The detection and cure of cancer has become increasingly essential as a large number of people continue to succumb annually to this deadly disease. Treatment in the case of cancers poses a unique problem in terms of the high potential toxicity of many of the drugs currently being used in cancer therapy. Additionally, the fact that any method of killing cancerous cells also inevitably causes harm to normal, healthy cells and tissues further complicates the situation. Thus researchers have to find answers to some very crucial questions: First, can they reduce the effective dosage of the drug in question in order to reduce the magnitude of the damage to unwanted tissues? And second, can they control the release of the drug and or localize the drug to a specific set of cells within a tumour or in areas near it, thus preventing tissue damage? These are tough problems to tackle, especially when working with a complex system such as the human body. There is a limit to which one can reduce dosage, since one has to allow for loss of the drug through physiological processes within the body. Too low a dose might end up not really being efficacious. Localization however will end up solving both problems. If the drug can be localised, even relatively smaller doses can prove to be more efficient.

It was when I pondering over these problems that I came across some research carried out in the field of nanotechnology that was concerned with precisely the same problems. Researchers have come very close to solving the problem of localized and metered dosing of a drug within the body. This feat has been achieved by using gold nanocages. These cages are coated with a special type of “smart polymer” which can be induced to open or close using an external signal such as exposure to near-infrared light. These smart polymers are very apt for use in timed release of drugs.

How the process works can be simplified as follows: the opening and shutting of the cage doors depend upon a phenomenon known as Surface Plasmon Resonance. When the cages are created, a few of the electrons are not bound to the gold atoms but remain as a cloud or electron gas. This gas, if exposed to light oscillates as one entity giving rise to the phenomenon of the Surface Plasmon. Further, the wavelength of light at which this oscillation occurs can be changed by changing the thickness of the walls of the Nanocage.

Now comes the role of the smart polymer, in this case poly (N-isopropylacrylamide). The polymer coated on the cage when exposed to a lower critical temperature, the polymer chains become water-loving, Hydrophillic, and they stand out from the cage, sealing it and preventing its content (the anticancer drug in question) from leaking. When the cages are exposed to increased light intensity (higher temperature), the polymer strands start rejecting water, hydrophobic, and they shrink and collapse thus allowing the cage to release its contents. Since there is a direct relation between the intensity and the duration that the light shines on the cages, the amount of drug that is released can be controlled to a remarkable degree.

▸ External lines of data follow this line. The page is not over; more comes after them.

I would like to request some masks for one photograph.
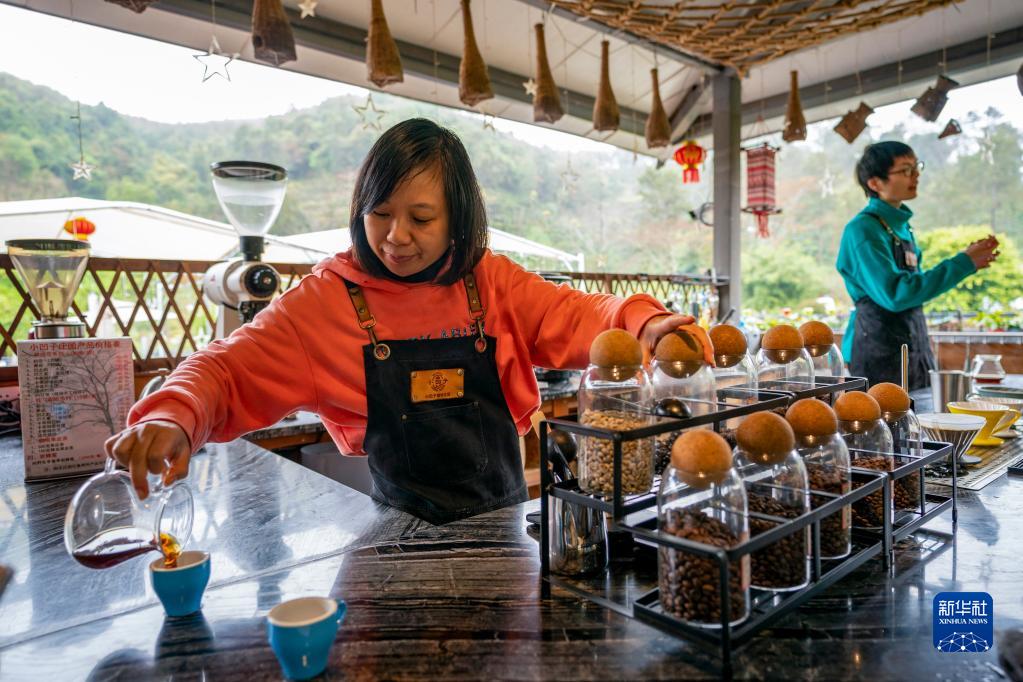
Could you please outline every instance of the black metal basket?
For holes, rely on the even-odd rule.
[[[853,467],[852,480],[854,487],[846,493],[836,494],[824,491],[811,490],[811,495],[819,502],[815,503],[816,508],[794,518],[783,518],[748,512],[751,518],[759,518],[770,521],[776,525],[755,536],[749,538],[730,548],[715,547],[691,540],[675,537],[668,533],[662,533],[657,529],[656,514],[648,510],[657,503],[656,490],[659,481],[655,480],[650,491],[634,495],[622,494],[622,444],[629,441],[649,438],[661,434],[667,434],[694,426],[711,425],[715,431],[720,431],[722,425],[730,419],[742,417],[754,412],[785,408],[792,402],[802,398],[821,398],[830,401],[836,394],[844,391],[864,390],[867,387],[865,379],[856,377],[817,377],[813,383],[800,381],[799,378],[786,379],[783,381],[766,382],[765,387],[754,393],[748,387],[730,387],[719,389],[719,404],[709,414],[691,417],[687,419],[656,419],[655,423],[642,428],[630,431],[612,431],[609,429],[595,428],[578,423],[574,419],[552,419],[540,425],[540,472],[541,472],[541,513],[540,513],[540,567],[541,567],[541,594],[550,596],[552,585],[564,588],[585,597],[606,608],[612,609],[629,617],[640,618],[669,633],[677,634],[698,643],[719,647],[721,651],[722,665],[726,670],[731,666],[731,653],[734,647],[741,646],[749,641],[754,635],[760,632],[770,623],[797,609],[807,600],[828,589],[831,585],[862,566],[871,558],[881,555],[884,566],[888,569],[892,565],[894,554],[894,543],[919,530],[925,523],[942,514],[947,509],[953,509],[953,532],[955,529],[955,505],[957,486],[953,485],[951,496],[929,494],[925,490],[924,468],[951,454],[951,445],[947,443],[923,442],[924,454],[915,455],[909,452],[900,451],[887,453],[886,456],[893,459],[889,470],[878,471],[872,469],[861,469]],[[739,404],[736,404],[739,403]],[[564,481],[554,483],[548,470],[548,430],[555,429],[584,437],[603,438],[610,440],[613,444],[613,491],[604,497],[583,493],[579,490],[575,481]],[[876,454],[862,450],[854,450],[853,453]],[[917,475],[916,479],[909,477]],[[820,525],[822,519],[832,514],[841,513],[842,509],[862,500],[868,496],[880,493],[883,499],[884,509],[893,508],[895,486],[905,486],[907,481],[914,480],[913,486],[918,486],[919,506],[913,509],[901,509],[892,514],[885,514],[881,527],[875,530],[862,530],[853,528],[853,548],[850,554],[841,559],[825,559],[821,556]],[[570,579],[552,575],[550,572],[550,528],[548,527],[548,506],[549,498],[553,496],[594,509],[599,509],[611,516],[613,529],[619,533],[625,533],[631,540],[630,546],[637,548],[642,558],[642,553],[650,551],[650,548],[666,547],[676,551],[700,555],[715,562],[718,569],[718,580],[716,590],[718,592],[718,604],[721,615],[721,623],[714,628],[700,627],[687,623],[666,613],[660,607],[659,587],[649,590],[638,598],[615,600],[601,596],[595,590],[580,587],[577,582]],[[820,501],[823,500],[823,501]],[[643,517],[636,520],[638,517]],[[630,517],[627,519],[626,517]],[[798,590],[790,592],[775,592],[751,588],[750,591],[750,613],[741,623],[731,625],[729,623],[730,594],[730,564],[741,561],[742,557],[749,556],[752,552],[763,549],[768,545],[779,541],[787,535],[797,532],[805,532],[810,528],[811,552],[810,552],[810,581]],[[612,543],[612,548],[614,543]],[[615,559],[612,556],[612,568],[615,570]]]

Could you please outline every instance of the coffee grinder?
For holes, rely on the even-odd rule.
[[[77,239],[11,239],[7,254],[25,282],[40,319],[31,339],[80,339],[85,325],[68,320],[68,309],[89,262],[88,242]]]
[[[269,305],[281,284],[263,263],[263,237],[284,205],[288,172],[261,161],[219,161],[210,165],[213,190],[238,232],[241,258],[217,263],[203,277],[203,293],[219,311],[214,338],[222,339]]]
[[[18,340],[18,390],[25,480],[102,469],[104,442],[134,400],[130,338],[87,338],[68,310],[89,262],[89,244],[13,239],[7,253],[40,319]]]

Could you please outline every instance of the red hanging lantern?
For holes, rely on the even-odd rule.
[[[777,147],[764,144],[749,147],[746,152],[746,203],[742,209],[757,218],[757,235],[770,236],[767,217],[781,213],[774,204],[774,156]]]
[[[703,163],[706,155],[703,147],[692,140],[687,140],[675,150],[675,161],[682,166],[683,184],[700,181],[700,164]]]
[[[96,231],[96,224],[88,218],[79,216],[64,223],[64,231],[75,239],[87,242],[89,235]]]

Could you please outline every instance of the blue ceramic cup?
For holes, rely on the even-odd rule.
[[[187,616],[202,606],[202,594],[210,581],[210,555],[182,552],[174,568],[165,568],[163,559],[157,559],[149,564],[149,577],[167,615]]]
[[[267,635],[285,675],[308,680],[326,669],[346,609],[340,599],[324,597],[292,599],[270,609]]]

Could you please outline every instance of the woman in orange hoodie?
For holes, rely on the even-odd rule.
[[[584,367],[613,327],[650,351],[692,322],[645,294],[585,294],[491,253],[468,154],[425,119],[373,145],[349,229],[350,251],[135,404],[106,447],[141,497],[147,471],[183,477],[203,443],[302,409],[342,452],[368,455],[378,501],[432,523],[522,502],[533,365]]]

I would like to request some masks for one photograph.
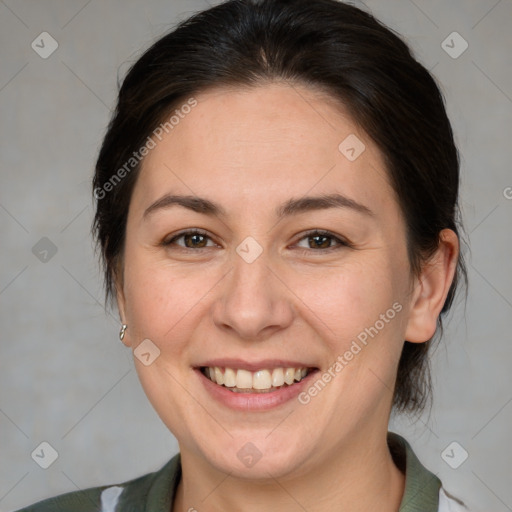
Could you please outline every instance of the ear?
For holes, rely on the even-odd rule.
[[[439,234],[439,247],[425,264],[413,289],[405,339],[411,343],[428,341],[436,332],[437,319],[455,276],[459,239],[451,229]]]

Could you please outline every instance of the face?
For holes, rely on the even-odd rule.
[[[318,91],[196,100],[133,191],[125,343],[182,457],[311,471],[387,430],[412,299],[404,220],[376,146]]]

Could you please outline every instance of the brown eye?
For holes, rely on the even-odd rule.
[[[185,241],[185,247],[195,249],[197,247],[206,247],[207,238],[204,235],[195,233],[192,235],[183,235],[183,240]]]
[[[178,240],[183,240],[183,242],[178,243]],[[185,249],[204,249],[212,247],[211,244],[208,245],[208,241],[211,241],[211,238],[206,233],[201,231],[184,231],[172,237],[170,240],[162,242],[162,245],[177,245]]]
[[[350,244],[345,240],[329,233],[328,231],[312,231],[310,233],[306,233],[299,240],[298,247],[305,248],[304,245],[301,245],[303,240],[307,240],[307,249],[319,249],[319,250],[330,250],[330,249],[339,249],[341,247],[350,247]]]
[[[310,240],[310,249],[328,249],[331,246],[332,237],[325,235],[315,235],[308,238]],[[313,243],[311,243],[311,240]]]

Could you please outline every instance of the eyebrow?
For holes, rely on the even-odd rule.
[[[152,203],[144,211],[142,217],[146,219],[150,214],[158,210],[167,209],[175,205],[212,217],[227,216],[226,210],[220,204],[209,199],[190,195],[166,194]],[[349,208],[366,216],[373,217],[375,215],[367,206],[342,194],[324,194],[289,199],[276,209],[276,217],[281,219],[290,215],[329,208]]]

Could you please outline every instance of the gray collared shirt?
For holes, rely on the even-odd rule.
[[[389,432],[388,444],[395,463],[405,473],[405,490],[399,512],[467,510],[445,493],[439,478],[421,464],[403,437]],[[118,485],[63,494],[18,512],[171,512],[180,478],[178,453],[154,473]]]

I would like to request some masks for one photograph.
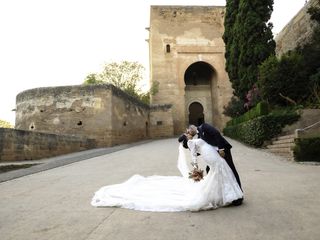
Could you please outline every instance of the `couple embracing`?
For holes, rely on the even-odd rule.
[[[198,156],[202,156],[202,160],[207,164],[207,178],[211,168],[210,175],[215,176],[215,180],[213,180],[215,183],[212,184],[212,187],[220,189],[222,206],[228,205],[230,202],[233,205],[242,204],[241,182],[232,160],[232,146],[216,128],[207,123],[203,123],[199,127],[190,125],[178,141],[184,148],[190,149],[194,168],[198,168]],[[238,194],[232,194],[230,189],[234,189]],[[223,196],[224,192],[226,195],[233,195],[234,199],[232,201],[226,199]]]
[[[243,192],[232,161],[231,145],[209,124],[190,125],[179,137],[178,169],[182,176],[134,175],[121,184],[100,188],[91,200],[96,207],[122,207],[141,211],[177,212],[240,205]],[[188,177],[185,156],[188,148],[192,166],[201,159],[207,174],[200,181]]]

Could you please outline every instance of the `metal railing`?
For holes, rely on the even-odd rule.
[[[305,128],[302,128],[302,129],[297,129],[297,130],[306,131],[306,130],[308,130],[308,129],[310,129],[310,128],[313,128],[313,127],[315,127],[315,126],[317,126],[317,125],[319,125],[319,124],[320,124],[320,121],[319,121],[319,122],[316,122],[316,123],[314,123],[314,124],[312,124],[312,125],[310,125],[310,126],[308,126],[308,127],[305,127]]]
[[[304,135],[308,135],[308,133],[306,132],[307,130],[311,129],[311,128],[314,128],[315,126],[318,126],[320,125],[320,121],[314,123],[314,124],[311,124],[310,126],[307,126],[305,128],[298,128],[295,130],[295,138],[299,138],[299,137],[303,137]]]

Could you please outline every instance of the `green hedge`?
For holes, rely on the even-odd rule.
[[[245,114],[231,119],[227,122],[227,126],[234,126],[251,119],[257,118],[262,115],[267,115],[269,113],[269,105],[266,102],[259,102],[257,106],[252,108],[250,111],[246,112]]]
[[[223,133],[249,145],[260,147],[264,141],[280,134],[285,125],[294,123],[299,117],[296,112],[271,113],[234,126],[227,126],[223,129]]]
[[[293,154],[296,161],[320,162],[320,137],[296,139]]]

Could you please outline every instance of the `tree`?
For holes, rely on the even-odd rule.
[[[226,14],[224,19],[225,31],[223,33],[223,40],[225,42],[226,52],[226,71],[228,72],[230,81],[232,82],[233,89],[237,89],[238,80],[238,64],[237,59],[239,57],[239,49],[236,47],[238,45],[238,31],[234,27],[238,8],[239,0],[227,0],[226,2]],[[234,102],[235,102],[234,98]],[[241,100],[240,100],[241,101]]]
[[[0,119],[0,128],[13,128],[13,126],[9,122]]]
[[[228,105],[224,107],[223,114],[228,117],[235,118],[241,116],[245,112],[246,109],[244,108],[244,101],[232,96]]]
[[[258,79],[258,66],[274,54],[273,0],[227,0],[226,71],[234,94],[244,99]]]
[[[263,99],[272,105],[302,103],[309,96],[309,85],[304,78],[303,57],[296,52],[280,59],[269,57],[260,66],[259,87]]]
[[[98,80],[98,75],[96,73],[90,73],[88,76],[86,76],[84,80],[84,84],[99,84],[103,83],[101,80]]]
[[[320,8],[307,11],[317,22],[310,39],[280,59],[272,56],[260,65],[261,94],[272,105],[320,106]]]
[[[144,67],[138,62],[122,61],[108,63],[101,73],[91,73],[84,84],[110,83],[127,94],[149,103],[149,93],[143,93],[138,84],[142,80]]]
[[[310,14],[311,20],[314,20],[318,23],[320,23],[320,0],[318,0],[318,6],[311,6],[307,10],[307,12]]]

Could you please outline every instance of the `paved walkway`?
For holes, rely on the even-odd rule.
[[[18,171],[10,171],[0,174],[0,182],[9,181],[15,178],[23,177],[26,175],[46,171],[48,169],[61,167],[70,163],[79,162],[87,160],[90,158],[106,155],[109,153],[117,152],[126,148],[134,147],[140,144],[149,142],[150,140],[140,141],[131,144],[123,144],[109,148],[96,148],[90,149],[82,152],[69,153],[62,156],[56,156],[51,158],[44,158],[40,160],[29,160],[29,161],[10,161],[10,162],[0,162],[1,166],[7,165],[24,165],[24,164],[37,164],[36,166],[20,169]]]
[[[0,183],[0,239],[318,240],[320,166],[231,143],[245,191],[239,207],[197,213],[91,207],[103,185],[135,173],[178,174],[176,139],[157,140]]]

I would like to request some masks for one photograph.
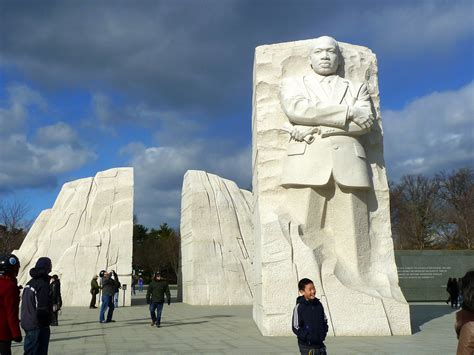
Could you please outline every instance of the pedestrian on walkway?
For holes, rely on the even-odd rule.
[[[53,302],[53,315],[51,318],[51,325],[58,326],[58,314],[63,306],[63,299],[61,297],[61,282],[59,281],[58,275],[51,277],[50,292]]]
[[[132,276],[132,295],[136,295],[137,277]]]
[[[16,277],[20,261],[13,254],[0,256],[0,354],[11,355],[12,340],[21,343],[20,289]]]
[[[453,279],[449,278],[448,283],[446,284],[446,292],[449,295],[448,299],[446,300],[446,304],[449,304],[451,302],[452,287],[453,287]]]
[[[451,279],[449,296],[451,298],[451,308],[458,308],[459,286],[456,278]]]
[[[169,306],[171,303],[171,293],[168,282],[161,278],[159,272],[156,272],[153,280],[148,285],[146,293],[146,302],[150,305],[151,326],[156,325],[158,328],[160,327],[165,294]]]
[[[301,355],[326,355],[324,339],[328,333],[328,321],[324,307],[316,298],[316,288],[310,279],[298,282],[300,296],[293,310],[293,333],[298,337]]]
[[[94,277],[91,280],[91,290],[90,290],[91,302],[89,304],[89,308],[97,308],[95,304],[97,302],[97,295],[100,292],[100,287],[99,287],[99,284],[97,283],[98,278],[99,276],[94,275]]]
[[[458,336],[457,355],[474,354],[474,270],[462,278],[464,301],[462,309],[456,313],[454,329]]]
[[[102,278],[102,304],[100,305],[99,321],[100,323],[115,322],[112,319],[114,314],[114,294],[117,288],[117,281],[112,278],[112,274],[115,276],[115,272],[107,272],[102,270],[99,276]],[[105,311],[107,310],[107,319],[105,319]]]
[[[143,277],[138,278],[138,292],[143,292]]]
[[[26,355],[48,354],[53,302],[49,283],[51,259],[42,257],[30,270],[32,279],[26,284],[21,297],[21,327],[25,330]]]
[[[115,283],[115,292],[114,292],[114,307],[118,308],[119,306],[119,290],[122,288],[122,284],[119,281],[118,275],[115,270],[112,270],[112,278],[116,281]]]

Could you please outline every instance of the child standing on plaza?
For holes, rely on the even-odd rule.
[[[301,355],[326,355],[324,339],[328,322],[324,307],[316,298],[316,288],[310,279],[298,282],[300,296],[293,310],[293,333],[298,337]]]

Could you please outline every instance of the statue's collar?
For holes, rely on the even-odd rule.
[[[336,79],[336,77],[338,77],[337,74],[331,74],[331,75],[320,75],[316,72],[313,72],[313,75],[314,77],[316,78],[316,80],[318,80],[320,83],[322,83],[323,81],[330,81],[330,82],[333,82],[334,79]]]

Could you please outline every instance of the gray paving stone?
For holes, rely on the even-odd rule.
[[[65,308],[52,327],[50,354],[297,354],[296,337],[263,337],[247,306],[209,307],[173,303],[162,327],[150,326],[141,305],[119,308],[115,323],[100,324],[98,310]],[[330,337],[329,354],[454,354],[454,312],[443,303],[412,303],[414,334],[396,337]],[[13,354],[23,353],[14,344]]]

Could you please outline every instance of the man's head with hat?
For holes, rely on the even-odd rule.
[[[51,259],[45,256],[38,259],[35,265],[36,270],[43,270],[45,274],[49,274],[53,268],[53,264],[51,263]]]

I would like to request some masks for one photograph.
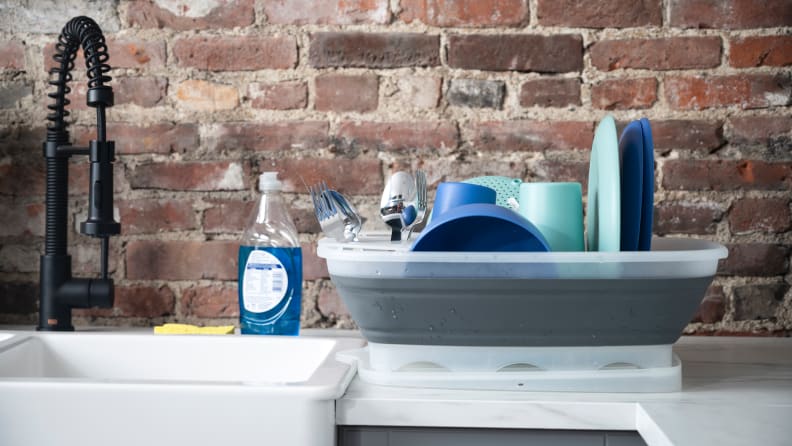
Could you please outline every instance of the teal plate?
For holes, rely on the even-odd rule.
[[[589,163],[586,225],[589,251],[618,252],[621,247],[619,138],[613,116],[594,132]]]

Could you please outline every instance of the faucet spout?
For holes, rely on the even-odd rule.
[[[74,69],[77,50],[82,47],[88,73],[87,103],[96,109],[96,139],[89,147],[73,147],[69,143],[69,116],[66,106],[71,92],[69,82]],[[49,93],[54,102],[47,120],[47,140],[44,157],[47,164],[46,238],[41,256],[39,330],[74,330],[72,308],[112,307],[113,280],[108,276],[109,237],[121,232],[121,225],[113,218],[113,161],[115,142],[108,141],[105,109],[113,106],[113,90],[105,83],[110,65],[107,45],[101,28],[88,17],[75,17],[66,23],[58,37],[53,59],[57,63],[50,70]],[[88,189],[88,218],[80,225],[80,232],[101,240],[101,278],[72,277],[71,257],[68,255],[68,198],[69,158],[88,155],[90,184]]]

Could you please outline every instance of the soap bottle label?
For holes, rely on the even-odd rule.
[[[289,275],[283,263],[267,251],[248,256],[242,283],[245,310],[263,313],[275,308],[289,289]]]

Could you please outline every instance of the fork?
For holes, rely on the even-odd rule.
[[[322,232],[339,242],[357,240],[363,221],[346,197],[329,189],[324,181],[309,187],[308,192]]]
[[[338,241],[345,241],[344,220],[338,211],[335,200],[329,193],[327,183],[322,181],[314,186],[309,186],[308,193],[311,195],[314,214],[319,220],[322,232]]]
[[[423,170],[417,170],[415,172],[415,219],[407,226],[406,230],[410,232],[407,233],[407,240],[410,239],[412,236],[413,229],[421,223],[426,216],[426,174]]]

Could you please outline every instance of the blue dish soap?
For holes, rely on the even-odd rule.
[[[277,172],[261,174],[261,197],[242,235],[238,276],[242,334],[300,332],[302,250],[281,190]]]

Smart Polymer being used for Drug Delivery

Smart Polymer being used for Drug Delivery

Tissues in the human body are quite sensitive to near-infrared light. Bearing this in mind, the researchers have optimised controlling temperatures very close to this range so that there is no danger of the tissues getting scorched or burned.

I am sure if we can find some way to coat the smart polymer or components of the gold nanocage with antibodies specific to cancerous cells or tissues; we will very soon have solved the problems of localization and metered dosing in cancer therapy. This might even make it possible to use smaller doses of potentially harmful drugs and hence to optimize treatment.

This is a classic example of small is big!!